Toen in 1927 werd geoordeeld dat hij wel voldoende tropenjaren had doorgemaakt en hij voor verdere dienst in dergelijke verre oorden werd afgekeurd, vestigde het echtpaar De Wilde zich weer in Nederland. Daar werd hij chazan in Elburg en vanaf begin 1929 vervulde De Wilde die functie in Tilburg.
Niet alleen de loopbaan van De Wilde was interessant, ook de locatie waar hij en zijn vrouw in Tilburg gingen wonen, was bijzonder: Willem II-straat 18. Dat adres pal in het centrum van de stad was bijzonder omdat het pand bij de naastgelegen synagoge hoorde en het huis altijd bewoond werd door iemand die, zoals Jakob de Wilde, een functie had in het gebedshuis. Tijdens de Tweede Wereldoorlog woonden er behalve het kinderloze echtpaar De Wilde ook nog verschillende andere mensen, onder wie Betty Klein, Liba Kopinsky, Herman Stofkooper en Gertrud Cere Moses.
Het was ook op dit adres waar Jakob de Wilde in juni 1941 lovende woorden toegesproken kreeg vanwege zijn vijftigjarig jubileum als chazan en er cadeaus overhandigd kreeg.
“Ter gelegenheid van het feit, dat de heer J. de Wilde, voorganger van de Joodsche gemeente alhier, dezer dagen den dag herdacht heeft, waarop hij 50 jaar geleden voor de eerste maal als voorganger in een Joodsche gemeente optrad, is hij Sjabbat j.l. op hartelijke wijze gehuldigd”, schreef Het Joodsche Weekblad over de jubilaris en hoe hij in het zonnetje werd gezet. “De heer De Wilde dankte diep geroerd.”

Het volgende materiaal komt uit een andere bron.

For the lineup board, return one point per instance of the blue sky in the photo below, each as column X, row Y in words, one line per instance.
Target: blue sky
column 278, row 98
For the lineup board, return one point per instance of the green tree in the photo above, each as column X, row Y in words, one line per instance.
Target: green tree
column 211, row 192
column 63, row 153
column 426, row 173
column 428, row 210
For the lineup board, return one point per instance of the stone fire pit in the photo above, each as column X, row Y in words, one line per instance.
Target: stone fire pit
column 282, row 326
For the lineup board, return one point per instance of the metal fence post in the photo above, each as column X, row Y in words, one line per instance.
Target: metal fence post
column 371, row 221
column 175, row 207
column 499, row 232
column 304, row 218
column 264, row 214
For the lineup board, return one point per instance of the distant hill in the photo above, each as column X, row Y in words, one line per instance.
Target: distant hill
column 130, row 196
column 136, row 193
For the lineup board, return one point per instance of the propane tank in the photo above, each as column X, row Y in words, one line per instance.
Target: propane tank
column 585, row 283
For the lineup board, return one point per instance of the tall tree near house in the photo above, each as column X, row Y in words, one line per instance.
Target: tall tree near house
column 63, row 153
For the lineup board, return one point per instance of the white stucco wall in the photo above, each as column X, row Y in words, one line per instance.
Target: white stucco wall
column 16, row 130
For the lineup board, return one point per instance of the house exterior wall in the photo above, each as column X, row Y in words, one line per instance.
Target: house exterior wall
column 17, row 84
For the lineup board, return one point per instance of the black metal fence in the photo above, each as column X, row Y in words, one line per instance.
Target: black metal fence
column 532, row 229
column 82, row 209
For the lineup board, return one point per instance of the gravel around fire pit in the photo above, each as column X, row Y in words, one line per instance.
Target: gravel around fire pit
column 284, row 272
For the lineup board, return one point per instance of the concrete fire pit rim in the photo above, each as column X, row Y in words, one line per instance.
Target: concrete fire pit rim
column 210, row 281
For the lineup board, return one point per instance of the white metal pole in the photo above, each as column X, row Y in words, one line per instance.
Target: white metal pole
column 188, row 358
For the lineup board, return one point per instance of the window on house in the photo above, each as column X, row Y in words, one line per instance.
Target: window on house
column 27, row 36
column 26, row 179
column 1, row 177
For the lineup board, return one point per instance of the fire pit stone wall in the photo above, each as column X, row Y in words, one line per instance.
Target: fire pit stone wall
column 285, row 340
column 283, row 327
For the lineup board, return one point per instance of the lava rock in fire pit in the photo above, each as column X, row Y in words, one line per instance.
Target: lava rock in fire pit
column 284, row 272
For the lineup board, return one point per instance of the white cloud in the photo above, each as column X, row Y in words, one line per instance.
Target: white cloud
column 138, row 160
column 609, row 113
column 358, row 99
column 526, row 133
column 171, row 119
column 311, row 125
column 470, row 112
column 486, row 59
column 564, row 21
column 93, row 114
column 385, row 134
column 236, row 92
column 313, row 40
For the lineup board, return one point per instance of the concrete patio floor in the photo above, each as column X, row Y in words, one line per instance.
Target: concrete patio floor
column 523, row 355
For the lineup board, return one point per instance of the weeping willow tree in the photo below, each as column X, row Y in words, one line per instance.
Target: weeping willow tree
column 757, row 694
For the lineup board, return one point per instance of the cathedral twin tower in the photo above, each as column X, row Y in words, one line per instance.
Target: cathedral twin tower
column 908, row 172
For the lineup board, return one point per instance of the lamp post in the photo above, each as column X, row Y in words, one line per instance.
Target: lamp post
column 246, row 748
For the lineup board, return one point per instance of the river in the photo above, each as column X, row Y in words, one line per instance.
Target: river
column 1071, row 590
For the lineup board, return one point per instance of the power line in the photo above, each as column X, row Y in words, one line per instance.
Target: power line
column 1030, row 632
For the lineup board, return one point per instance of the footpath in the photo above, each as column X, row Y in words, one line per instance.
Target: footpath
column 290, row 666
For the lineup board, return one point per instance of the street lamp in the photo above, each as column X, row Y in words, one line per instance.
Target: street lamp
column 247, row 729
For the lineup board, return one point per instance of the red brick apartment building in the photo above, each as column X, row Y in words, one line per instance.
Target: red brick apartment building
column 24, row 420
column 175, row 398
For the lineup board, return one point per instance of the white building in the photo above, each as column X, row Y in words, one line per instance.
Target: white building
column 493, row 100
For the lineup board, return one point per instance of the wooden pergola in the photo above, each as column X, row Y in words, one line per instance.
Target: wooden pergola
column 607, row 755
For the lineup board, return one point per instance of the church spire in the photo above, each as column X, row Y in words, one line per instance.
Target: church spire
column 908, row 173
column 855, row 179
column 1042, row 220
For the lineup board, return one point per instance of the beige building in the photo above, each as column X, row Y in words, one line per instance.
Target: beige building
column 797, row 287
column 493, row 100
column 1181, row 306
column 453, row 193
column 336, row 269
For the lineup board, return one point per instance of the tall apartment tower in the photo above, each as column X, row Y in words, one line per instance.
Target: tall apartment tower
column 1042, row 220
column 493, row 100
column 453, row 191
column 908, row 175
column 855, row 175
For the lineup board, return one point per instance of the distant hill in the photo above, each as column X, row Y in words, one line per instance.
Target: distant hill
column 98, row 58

Dat er zich in de periode die volgde zulke donkere wolken boven Jakob en Hanna de Wilde zouden samenpakken, konden zij toen nog niet weten. Toch zouden ook zij, zoals zoveel van hun geloofsgenoten, slachtoffer worden van de nazigruwelen.
Jakob en Hanna de Wilde werden op 1 juni 1943 naar Vught gedeporteerd, tussen 1 en 8 juni 1943 van Vught naar Westerbork gebracht, en op 8 juni van datzelfde jaar weer van Westerbork naar Sobibor. Daar kwamen ze drie dagen later aan. Ze werden direct vergast. Jakob de Wilde werd 69 jaar oud, zijn echtgenote 67 jaar.